Hello,
We have a relatively old ELK stack that we're attempting to migrate off. It's been neglected and left running to collect some logs from our F5 load balancers. I'm attempting to migrate the daily f5 indices to our new 7.8 ELK stack however the old 6.1.2 ELK is in a bad state and timing out on both reindex API and logstash elasticsearch input. I believe it has too many shards and the JVM garbage collector is causing it to crash whenever I initiate a migration.
How can I get the 6.1.2 ELK stack in a better state so I can initiate the index migration? Looking into reducing shards however I'm not sure if that'll fix it. Here is some information regarding the ES health:
[root@prod-elastic tmp]# curl -XGET '10.21.93.121:9200/_cluster/health?pretty'
{
"cluster_name" : "elasticsearch",
"status" : "yellow",
"timed_out" : false,
"number_of_nodes" : 1,
"number_of_data_nodes" : 1,
"active_primary_shards" : 4221,
"active_shards" : 4221,
"relocating_shards" : 0,
"initializing_shards" : 0,
"unassigned_shards" : 4220,
"delayed_unassigned_shards" : 0,
"number_of_pending_tasks" : 0,
"number_of_in_flight_fetch" : 0,
"task_max_waiting_in_queue_millis" : 0,
"active_shards_percent_as_number" : 50.00592346878332
}
I'm seeing the GC message every few seconds in the elasticsearch.log:
[prod-elastic] [gc][923] overhead, spent [11.7s] collecting in the last [11.9s]

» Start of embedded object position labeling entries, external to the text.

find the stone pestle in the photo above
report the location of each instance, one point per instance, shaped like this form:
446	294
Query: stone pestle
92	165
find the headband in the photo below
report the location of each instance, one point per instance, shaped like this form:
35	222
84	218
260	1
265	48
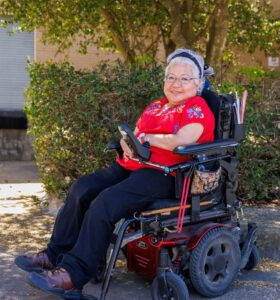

I can start a reindex API request from my 7.8 cluster, however that looks like it stops working ~halfway through. It also causes the 6.1.2 cluster to become unresponsive to any API queries.
Both of the ES nodes are a VM running on the same vcenter. Here's the stats for the 6.1.2 VM:
CPU: 128
Memory: 128
JVMHeap: 12gb
Any suggestions on what I can do to migrate the indices off this cluster? We have around 3 years of historical data we'd like to keep. I can provide more details as requested.
Thanks!